On automating unit tests with LLMs.

October 19, 2023 • Written by Jakob Serlier

Tags: satire

Dear colleagues, I have a confession to make: I have been delegating some of my unit tests to my Jr. engineer, Gary-Pete Truman.

First off, you might wonder why I chose to bring Gary-Pete on board. Given our focus on spikes, quick experiments and new projects with the constant push to release new features, I thought a fresh perspective would help. After all, GPT comes from a highly touted background and has a reputation for being a speed demon.

One day, I handed over a chunk of new code to him and asked him to draft the necessary unit tests. Within mere seconds, Gary-Pete had a plethora of tests ready for review. The speed was astounding. But that's Gary-Pete for you – always eager to impress.

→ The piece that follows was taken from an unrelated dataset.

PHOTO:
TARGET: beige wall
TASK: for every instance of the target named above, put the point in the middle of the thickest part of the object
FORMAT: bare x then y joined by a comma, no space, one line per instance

However, there were days when I'd catch him overdoing it. For a simple function, he'd sometimes draft dozens of test cases, including some that seemed irrelevant. I remember once pulling him aside and asking, "Gary, why do we have a test for a scenario where a user tries to input the entire script of 'Hamlet'?" He simply blinked and responded, "I thought it might be an edge case, sir."

There were other times, too, when he'd miss the obvious. But despite these quirks, there was no denying the efficiency gains. Yet, there were days I felt a pang of guilt. Were we relying too much on our young prodigy? Were we becoming complacent?

I'd reckon I would ask him directly. Gary-Pete replied: "As an AI language model..."

Using LLMs for automatically generating unit tests is a powerful tool. It allows me to quickly iterate, especially since I have to build (Python) libraries from scratch often, and gives me an easy way to check for breaking changes in my interfaces and types (my python-averse colleagues would be grinning at this statement). Especially with LLMs like GPT-4-32k, it can be quite powerful given the large context window.

Taking into account the previous, it is no replacement for well-thought out unit tests (or even Test Driven Development (TDD)) and might give a false sense of security. Be well versed in writing tests yourself first! Overall, your mileage may vary, but do experiment.